In your configuration file, set the globalSetup option to point to a setup script. The setup script uses a browser context to navigate to the login page, enter credentials, submit the form, and then call context.storageState({ path: 'auth.json' }) to save the session. Each test project references this file with storageState: 'auth.json', giving every test a pre-authenticated session without the overhead of logging in each time.
For tests that require different user roles, you can create multiple storage state files (admin.json, editor.json, viewer.json) and assign them to different test projects or test groups. This pattern keeps tests fast while still covering permission-based scenarios.
Step 6: Run Tests in CI/CD
Playwright provides official Docker images that include all supported browsers, making CI setup straightforward. For GitHub Actions, Playwright offers a dedicated action that installs browser dependencies in a single step. For other CI platforms, pulling the mcr.microsoft.com/playwright Docker image provides a ready-to-run environment.
In your CI configuration, the test command is typically npx playwright test with the --reporter=html flag to generate a report artifact. Set the CI environment variable so Playwright optimizes for headless execution. Upload the HTML report and any trace files as pipeline artifacts so developers can debug failures without reproducing them locally.

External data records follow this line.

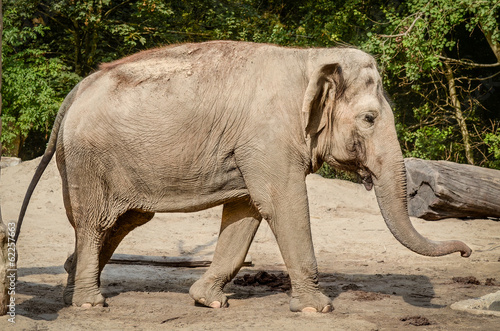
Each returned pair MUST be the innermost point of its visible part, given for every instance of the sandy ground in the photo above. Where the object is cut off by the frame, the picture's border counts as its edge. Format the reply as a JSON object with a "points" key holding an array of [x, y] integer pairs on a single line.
{"points": [[373, 280]]}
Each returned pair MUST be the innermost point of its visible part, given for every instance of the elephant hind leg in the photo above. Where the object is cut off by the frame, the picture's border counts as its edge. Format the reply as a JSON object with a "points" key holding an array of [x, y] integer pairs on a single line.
{"points": [[82, 288], [240, 221], [111, 239]]}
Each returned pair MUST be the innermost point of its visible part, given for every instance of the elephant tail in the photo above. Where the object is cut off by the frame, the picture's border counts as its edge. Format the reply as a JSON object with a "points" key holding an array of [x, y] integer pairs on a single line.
{"points": [[47, 156]]}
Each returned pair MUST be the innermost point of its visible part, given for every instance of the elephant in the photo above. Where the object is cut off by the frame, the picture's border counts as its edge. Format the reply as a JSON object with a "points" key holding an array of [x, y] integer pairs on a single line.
{"points": [[191, 126]]}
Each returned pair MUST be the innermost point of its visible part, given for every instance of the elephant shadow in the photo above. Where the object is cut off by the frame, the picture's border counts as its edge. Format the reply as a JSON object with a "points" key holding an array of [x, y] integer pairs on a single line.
{"points": [[45, 300]]}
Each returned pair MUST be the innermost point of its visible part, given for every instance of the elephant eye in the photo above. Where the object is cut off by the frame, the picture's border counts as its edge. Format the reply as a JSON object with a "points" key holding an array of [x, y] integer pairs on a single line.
{"points": [[369, 118]]}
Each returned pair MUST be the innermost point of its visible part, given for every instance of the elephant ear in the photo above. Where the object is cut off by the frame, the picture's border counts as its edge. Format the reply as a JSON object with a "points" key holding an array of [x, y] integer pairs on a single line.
{"points": [[319, 98]]}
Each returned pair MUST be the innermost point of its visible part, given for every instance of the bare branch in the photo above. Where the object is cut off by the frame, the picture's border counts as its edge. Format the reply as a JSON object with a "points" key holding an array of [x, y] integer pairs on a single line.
{"points": [[468, 63]]}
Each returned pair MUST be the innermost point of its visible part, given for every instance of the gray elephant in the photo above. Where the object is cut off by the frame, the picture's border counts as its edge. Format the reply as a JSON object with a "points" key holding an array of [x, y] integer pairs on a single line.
{"points": [[192, 126]]}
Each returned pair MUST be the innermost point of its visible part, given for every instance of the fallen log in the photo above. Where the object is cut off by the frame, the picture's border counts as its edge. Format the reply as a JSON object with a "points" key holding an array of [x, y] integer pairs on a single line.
{"points": [[167, 261], [442, 189]]}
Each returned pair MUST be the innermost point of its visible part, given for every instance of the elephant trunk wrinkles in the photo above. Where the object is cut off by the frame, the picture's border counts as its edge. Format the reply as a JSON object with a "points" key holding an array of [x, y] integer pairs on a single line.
{"points": [[390, 189]]}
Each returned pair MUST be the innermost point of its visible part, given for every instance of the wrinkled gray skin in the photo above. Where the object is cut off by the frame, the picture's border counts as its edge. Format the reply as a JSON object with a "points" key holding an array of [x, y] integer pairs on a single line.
{"points": [[189, 127]]}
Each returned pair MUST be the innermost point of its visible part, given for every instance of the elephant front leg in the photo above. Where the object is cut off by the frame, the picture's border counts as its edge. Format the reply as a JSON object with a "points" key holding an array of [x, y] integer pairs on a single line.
{"points": [[291, 228], [240, 221], [284, 205]]}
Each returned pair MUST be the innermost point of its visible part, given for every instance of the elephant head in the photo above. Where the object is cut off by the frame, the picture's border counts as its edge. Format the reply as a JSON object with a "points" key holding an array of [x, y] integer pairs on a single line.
{"points": [[349, 124]]}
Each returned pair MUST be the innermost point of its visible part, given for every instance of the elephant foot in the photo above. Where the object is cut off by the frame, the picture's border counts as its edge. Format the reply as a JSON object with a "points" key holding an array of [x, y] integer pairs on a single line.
{"points": [[81, 299], [311, 302], [208, 293]]}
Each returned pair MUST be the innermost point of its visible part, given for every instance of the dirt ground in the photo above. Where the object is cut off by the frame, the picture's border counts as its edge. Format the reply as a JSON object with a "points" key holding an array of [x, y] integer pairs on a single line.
{"points": [[375, 282]]}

For large test suites, use the --shard flag to split tests across multiple CI machines. Running npx playwright test --shard=1/4 on four parallel machines reduces total execution time by roughly 75%. Playwright also supports the --last-failed flag to re-run only tests that failed in the previous run, which speeds up debugging in CI.
Step 7: Debug and Trace Failures
When a test fails, Playwright offers several debugging tools. The --ui flag opens Playwright's interactive UI mode, where you can step through each test action, see the browser state at every point, and inspect the DOM. The --debug flag opens a headed browser with Playwright Inspector, which pauses at each action and lets you explore the page manually.
The trace viewer is especially valuable for CI failures that are hard to reproduce locally. Enable tracing in your configuration with trace: 'on-first-retry', which records a detailed trace (DOM snapshots, network requests, console logs) whenever a test is retried after a failure. Open the trace file with npx playwright show-trace trace.zip to see exactly what happened during the failed test run.
For generating new tests, Playwright's codegen tool opens a browser and records your interactions as test code. Run npx playwright codegen https://your-app.com to start recording. While codegen-produced code usually needs refinement, it provides a useful starting point and helps you discover the correct locator strategies for complex UI elements.
Playwright provides the most complete E2E testing experience available today, with cross-browser support, auto-waiting, parallel execution, and CI-ready tooling. Start with role-based locators and web-first assertions to write tests that are both reliable and easy to maintain.